13.12.2003 16:00
Opis
Southampton zasłużenie zdobył trzy punkty w meczu, o którym wszyscy będą chcieli jak najszybciej zapomnieć. Emile Heskey zdobył co prawda pod koniec bramkę na pocieszenie, ale to nie wystarczyło, gdyż wcześniej Brett Ormerod i Michael Svensson zapewnili Świętym szokujące zwycięstwo 2-1.
Florent Sinama-Pongolle został pominięty w wyjściowej jedenastce, a jego miejsce wszedł Vladimir Smicer. On i jego partner z ataku Emile Heskey mieli jednak słaby dzień.
Kiedy mecz dopiero co się zaczął, the Kop pogrążyło się w ciszy. Straciliśmy piłkę na połowie przeciwnika, a Southampton szybko wykorzystał brak naszych zawodników po stałym fragmencie gry. Lundekvam posłał wysoką piłkę na naszą połowę, a Brett Ormerod z łatwością wyprzedził Dietmara Hamanna i strzelił obok Kirklanda.
W meczu nie mogli wystąpić Owen, Kewell i Baros, tak więc w ataku Liverpoolu widać było małą siłę szturmową. Pomimo najlepszych działań Stevena Gerrarda, kibice zaczęli powoli odczuwać frustrację.
Z upływem czasu, do gry zostali wprowadzeni Florent Sinama-Pongolle i Anthony Le Tallec.
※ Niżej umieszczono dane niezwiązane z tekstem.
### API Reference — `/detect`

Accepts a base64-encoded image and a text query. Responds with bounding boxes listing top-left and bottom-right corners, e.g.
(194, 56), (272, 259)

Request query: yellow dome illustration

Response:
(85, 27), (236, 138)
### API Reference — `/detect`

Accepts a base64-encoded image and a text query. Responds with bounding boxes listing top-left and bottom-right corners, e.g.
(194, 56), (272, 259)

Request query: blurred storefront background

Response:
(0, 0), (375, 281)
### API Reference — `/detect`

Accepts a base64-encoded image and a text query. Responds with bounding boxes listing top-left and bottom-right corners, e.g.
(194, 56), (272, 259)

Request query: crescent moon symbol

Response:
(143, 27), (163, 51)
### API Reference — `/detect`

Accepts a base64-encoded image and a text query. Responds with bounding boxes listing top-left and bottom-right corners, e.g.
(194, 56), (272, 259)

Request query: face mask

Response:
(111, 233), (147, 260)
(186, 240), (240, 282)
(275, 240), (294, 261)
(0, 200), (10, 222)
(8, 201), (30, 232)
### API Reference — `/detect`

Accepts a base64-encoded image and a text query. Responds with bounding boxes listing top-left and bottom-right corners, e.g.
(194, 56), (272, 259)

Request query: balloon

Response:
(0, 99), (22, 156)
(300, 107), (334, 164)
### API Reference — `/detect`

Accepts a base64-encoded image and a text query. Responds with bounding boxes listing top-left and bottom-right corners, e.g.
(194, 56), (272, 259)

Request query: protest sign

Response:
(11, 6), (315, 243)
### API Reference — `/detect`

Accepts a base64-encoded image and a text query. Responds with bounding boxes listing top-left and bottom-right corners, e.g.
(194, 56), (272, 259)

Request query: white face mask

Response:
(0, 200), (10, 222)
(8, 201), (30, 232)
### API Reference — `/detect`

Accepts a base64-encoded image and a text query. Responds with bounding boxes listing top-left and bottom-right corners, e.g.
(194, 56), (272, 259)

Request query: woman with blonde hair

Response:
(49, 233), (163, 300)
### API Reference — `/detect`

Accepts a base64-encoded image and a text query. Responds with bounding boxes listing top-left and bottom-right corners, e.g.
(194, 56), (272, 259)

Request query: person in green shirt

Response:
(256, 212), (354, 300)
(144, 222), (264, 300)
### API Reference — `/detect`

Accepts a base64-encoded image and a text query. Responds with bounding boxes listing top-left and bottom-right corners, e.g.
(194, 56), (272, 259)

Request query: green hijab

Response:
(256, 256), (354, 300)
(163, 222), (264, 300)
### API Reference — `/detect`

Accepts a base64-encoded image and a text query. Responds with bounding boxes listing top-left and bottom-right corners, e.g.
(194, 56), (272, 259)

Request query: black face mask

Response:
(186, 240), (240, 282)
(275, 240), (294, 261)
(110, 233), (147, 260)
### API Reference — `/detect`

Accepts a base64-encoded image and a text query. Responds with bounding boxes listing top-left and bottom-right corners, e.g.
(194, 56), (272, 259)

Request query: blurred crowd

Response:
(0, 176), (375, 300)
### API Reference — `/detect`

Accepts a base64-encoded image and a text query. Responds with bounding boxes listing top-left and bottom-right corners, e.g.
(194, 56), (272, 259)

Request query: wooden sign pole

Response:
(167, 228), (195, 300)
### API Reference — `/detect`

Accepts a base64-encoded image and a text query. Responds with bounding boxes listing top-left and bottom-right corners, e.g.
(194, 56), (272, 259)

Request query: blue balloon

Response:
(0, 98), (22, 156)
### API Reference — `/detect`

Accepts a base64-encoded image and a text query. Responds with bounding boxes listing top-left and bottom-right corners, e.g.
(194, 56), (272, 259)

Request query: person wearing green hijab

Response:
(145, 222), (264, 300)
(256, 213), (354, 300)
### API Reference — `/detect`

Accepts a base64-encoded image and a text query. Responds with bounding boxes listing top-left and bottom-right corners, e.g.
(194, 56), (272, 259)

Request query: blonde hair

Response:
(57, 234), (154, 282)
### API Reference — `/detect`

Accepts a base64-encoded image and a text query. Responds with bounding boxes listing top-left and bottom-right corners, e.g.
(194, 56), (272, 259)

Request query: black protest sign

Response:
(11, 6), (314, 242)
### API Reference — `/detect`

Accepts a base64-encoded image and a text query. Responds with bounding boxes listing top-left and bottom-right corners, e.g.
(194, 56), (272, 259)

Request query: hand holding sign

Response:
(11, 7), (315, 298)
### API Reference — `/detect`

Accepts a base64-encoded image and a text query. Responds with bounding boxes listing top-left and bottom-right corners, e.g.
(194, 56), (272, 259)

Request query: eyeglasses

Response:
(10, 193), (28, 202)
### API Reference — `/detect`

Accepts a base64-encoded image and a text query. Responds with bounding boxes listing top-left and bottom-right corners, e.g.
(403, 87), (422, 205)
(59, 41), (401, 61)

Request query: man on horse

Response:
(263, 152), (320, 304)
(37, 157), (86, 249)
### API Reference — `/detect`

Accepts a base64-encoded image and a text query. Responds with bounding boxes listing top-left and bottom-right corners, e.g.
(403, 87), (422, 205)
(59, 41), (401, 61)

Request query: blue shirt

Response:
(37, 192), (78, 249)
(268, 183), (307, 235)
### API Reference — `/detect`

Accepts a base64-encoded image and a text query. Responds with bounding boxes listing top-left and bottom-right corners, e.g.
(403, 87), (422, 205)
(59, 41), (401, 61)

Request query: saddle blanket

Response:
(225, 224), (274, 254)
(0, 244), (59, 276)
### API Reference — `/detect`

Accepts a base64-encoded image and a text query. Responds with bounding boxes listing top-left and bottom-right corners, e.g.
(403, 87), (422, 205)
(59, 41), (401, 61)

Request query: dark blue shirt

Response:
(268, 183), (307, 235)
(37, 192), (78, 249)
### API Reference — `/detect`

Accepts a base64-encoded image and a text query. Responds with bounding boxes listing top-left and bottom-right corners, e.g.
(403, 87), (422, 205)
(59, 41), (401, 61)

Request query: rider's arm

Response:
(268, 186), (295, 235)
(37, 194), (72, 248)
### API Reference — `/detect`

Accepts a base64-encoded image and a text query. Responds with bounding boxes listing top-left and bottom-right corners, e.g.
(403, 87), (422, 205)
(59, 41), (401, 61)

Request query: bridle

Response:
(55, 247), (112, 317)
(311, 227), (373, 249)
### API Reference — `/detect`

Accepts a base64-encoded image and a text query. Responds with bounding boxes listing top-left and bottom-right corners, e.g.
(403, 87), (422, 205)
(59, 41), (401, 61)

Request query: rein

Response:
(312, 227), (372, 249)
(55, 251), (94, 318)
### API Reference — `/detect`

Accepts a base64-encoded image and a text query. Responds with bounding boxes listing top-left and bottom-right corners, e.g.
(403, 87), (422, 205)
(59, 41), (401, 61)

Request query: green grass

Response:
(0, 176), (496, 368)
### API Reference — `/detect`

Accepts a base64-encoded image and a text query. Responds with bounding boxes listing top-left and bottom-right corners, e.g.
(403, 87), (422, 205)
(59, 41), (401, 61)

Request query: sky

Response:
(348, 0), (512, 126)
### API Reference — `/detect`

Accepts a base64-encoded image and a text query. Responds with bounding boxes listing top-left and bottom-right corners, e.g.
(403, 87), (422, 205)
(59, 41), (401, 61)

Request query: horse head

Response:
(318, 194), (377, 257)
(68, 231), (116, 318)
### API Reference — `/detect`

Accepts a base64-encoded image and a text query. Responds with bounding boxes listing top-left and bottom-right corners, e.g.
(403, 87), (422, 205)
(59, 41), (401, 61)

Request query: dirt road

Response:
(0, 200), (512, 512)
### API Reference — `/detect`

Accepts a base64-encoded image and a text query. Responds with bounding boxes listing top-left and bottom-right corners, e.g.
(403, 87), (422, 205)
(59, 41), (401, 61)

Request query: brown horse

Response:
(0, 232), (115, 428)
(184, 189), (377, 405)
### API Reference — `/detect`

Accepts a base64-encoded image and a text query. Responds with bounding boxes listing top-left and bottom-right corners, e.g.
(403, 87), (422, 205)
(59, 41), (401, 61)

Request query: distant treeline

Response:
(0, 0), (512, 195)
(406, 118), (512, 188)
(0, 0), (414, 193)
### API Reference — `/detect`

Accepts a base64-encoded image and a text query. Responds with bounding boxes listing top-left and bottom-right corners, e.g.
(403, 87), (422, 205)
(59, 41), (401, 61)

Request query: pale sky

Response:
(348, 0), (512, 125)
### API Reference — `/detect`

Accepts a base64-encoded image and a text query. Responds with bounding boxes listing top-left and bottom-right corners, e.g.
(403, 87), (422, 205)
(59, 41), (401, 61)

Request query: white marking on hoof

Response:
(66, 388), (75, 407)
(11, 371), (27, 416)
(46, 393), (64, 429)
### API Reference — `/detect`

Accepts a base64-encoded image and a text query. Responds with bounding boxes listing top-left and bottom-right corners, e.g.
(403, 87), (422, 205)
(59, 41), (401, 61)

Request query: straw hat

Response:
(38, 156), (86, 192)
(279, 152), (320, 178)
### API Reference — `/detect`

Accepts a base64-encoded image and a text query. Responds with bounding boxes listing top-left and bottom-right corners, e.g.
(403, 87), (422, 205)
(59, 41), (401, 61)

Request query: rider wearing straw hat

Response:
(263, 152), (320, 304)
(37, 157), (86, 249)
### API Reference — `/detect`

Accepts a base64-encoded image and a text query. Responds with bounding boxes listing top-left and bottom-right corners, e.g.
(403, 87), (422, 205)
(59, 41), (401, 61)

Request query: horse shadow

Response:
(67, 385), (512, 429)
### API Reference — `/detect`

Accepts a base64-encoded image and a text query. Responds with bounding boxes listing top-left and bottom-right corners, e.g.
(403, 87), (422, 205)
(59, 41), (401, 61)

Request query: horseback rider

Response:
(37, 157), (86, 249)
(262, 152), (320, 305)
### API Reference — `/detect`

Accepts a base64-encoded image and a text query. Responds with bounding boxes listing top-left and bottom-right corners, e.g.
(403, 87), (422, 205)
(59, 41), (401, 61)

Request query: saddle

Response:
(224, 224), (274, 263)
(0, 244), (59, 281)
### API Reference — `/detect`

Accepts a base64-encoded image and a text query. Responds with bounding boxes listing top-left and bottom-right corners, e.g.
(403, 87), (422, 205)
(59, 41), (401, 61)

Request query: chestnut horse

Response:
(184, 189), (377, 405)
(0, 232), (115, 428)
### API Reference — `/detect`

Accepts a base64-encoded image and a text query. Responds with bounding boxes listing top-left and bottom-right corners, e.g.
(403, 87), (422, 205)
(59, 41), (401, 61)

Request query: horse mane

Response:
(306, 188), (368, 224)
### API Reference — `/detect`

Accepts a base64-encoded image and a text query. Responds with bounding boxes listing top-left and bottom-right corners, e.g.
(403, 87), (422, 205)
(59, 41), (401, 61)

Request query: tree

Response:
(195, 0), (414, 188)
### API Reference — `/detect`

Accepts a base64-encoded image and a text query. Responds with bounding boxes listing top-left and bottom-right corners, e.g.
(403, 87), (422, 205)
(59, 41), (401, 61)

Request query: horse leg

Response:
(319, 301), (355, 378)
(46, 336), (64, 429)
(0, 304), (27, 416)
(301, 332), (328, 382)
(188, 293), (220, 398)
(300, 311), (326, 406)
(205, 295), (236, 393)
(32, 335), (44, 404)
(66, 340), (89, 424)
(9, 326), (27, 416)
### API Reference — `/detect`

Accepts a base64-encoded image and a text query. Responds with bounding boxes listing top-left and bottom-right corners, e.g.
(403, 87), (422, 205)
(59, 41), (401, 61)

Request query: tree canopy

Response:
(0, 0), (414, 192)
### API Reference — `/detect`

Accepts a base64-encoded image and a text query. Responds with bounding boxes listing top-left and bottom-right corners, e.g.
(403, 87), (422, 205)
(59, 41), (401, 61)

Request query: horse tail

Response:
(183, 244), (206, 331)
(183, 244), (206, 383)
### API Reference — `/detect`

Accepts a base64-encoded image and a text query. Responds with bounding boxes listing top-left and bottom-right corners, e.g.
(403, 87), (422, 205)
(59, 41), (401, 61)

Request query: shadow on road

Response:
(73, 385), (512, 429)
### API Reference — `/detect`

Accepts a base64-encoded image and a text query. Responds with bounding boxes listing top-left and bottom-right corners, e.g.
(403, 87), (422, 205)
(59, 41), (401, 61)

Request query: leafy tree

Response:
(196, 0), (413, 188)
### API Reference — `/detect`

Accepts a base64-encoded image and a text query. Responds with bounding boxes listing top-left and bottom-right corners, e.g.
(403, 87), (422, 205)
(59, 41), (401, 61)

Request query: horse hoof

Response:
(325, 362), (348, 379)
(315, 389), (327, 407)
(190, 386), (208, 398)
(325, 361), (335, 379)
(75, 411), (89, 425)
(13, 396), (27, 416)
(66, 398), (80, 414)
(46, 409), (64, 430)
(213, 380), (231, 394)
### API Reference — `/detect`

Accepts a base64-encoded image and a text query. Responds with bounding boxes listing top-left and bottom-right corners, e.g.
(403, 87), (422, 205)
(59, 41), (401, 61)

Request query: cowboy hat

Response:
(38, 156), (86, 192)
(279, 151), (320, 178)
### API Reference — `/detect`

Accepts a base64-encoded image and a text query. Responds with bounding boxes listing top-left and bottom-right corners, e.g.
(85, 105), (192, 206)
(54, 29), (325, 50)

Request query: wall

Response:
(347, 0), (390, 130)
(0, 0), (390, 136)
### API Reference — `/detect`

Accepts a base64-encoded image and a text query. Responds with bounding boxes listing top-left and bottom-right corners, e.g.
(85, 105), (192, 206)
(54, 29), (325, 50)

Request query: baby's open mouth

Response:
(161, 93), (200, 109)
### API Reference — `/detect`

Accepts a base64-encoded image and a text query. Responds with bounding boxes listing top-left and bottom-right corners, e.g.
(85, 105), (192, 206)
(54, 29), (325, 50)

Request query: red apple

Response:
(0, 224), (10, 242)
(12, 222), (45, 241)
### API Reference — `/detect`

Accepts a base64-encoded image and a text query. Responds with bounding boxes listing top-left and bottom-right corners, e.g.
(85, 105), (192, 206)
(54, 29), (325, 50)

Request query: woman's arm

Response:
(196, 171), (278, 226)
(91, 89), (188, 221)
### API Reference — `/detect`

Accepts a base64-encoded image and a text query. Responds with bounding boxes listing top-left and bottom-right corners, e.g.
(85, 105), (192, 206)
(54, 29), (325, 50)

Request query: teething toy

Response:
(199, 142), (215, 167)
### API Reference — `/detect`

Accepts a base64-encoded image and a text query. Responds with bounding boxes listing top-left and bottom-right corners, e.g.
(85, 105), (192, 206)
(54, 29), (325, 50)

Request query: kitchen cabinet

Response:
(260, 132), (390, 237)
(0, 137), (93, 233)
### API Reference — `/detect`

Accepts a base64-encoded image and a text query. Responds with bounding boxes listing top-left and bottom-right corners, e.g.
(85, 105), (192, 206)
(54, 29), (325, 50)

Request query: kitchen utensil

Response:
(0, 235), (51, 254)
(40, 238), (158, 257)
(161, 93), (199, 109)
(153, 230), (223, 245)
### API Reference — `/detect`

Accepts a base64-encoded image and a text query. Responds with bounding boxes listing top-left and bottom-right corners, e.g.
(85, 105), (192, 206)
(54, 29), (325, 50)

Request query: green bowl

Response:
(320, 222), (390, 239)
Ich wejście wprowadziło ożywienie w poczynaniach the Reds, a po rzucie rożnym Jason Dodd wybijał piłkę z linii bramkowej po strzale głową Samiego Hyypii.
Niestety po drugiej stronie boiska Dodd dośrodkował piłkę z rzutu rożnego, a w polu karnym Michael Svensson wyskoczył najwyżej i strzelił drugą bramkę dla Świętych.
Po okresie przewagi Liverpoolu padła bramka dla the Reds. Steven Gerrard strzelił po ziemi na bramkę Southampton, a Niemi nie zdołał jej zatrzymać, po czym Emile Heskey nie miał trudnego zadania, by strzelić z bliskiej odległości.
Liverpool w akcie desperacji próbował zdobyć drugą bramkę, ale Pongolle mógł tylko patrzeć, jak Higginbotham wybija jego strzał z linii bramkowej.
To była jedna z ostatnich akcji Liverpoolu i fani wkrótce zaczęli opuszczać Anfield w kiepskich nastrojach.
Liverpool: Kirkland, Otsemobor, Hyypia, Biscan, Riise, Murphy, Gerrard, Hamann, Smicer, Diouf, Heskey.
Weszli z rezerwy: Le Tallec, Pongolle.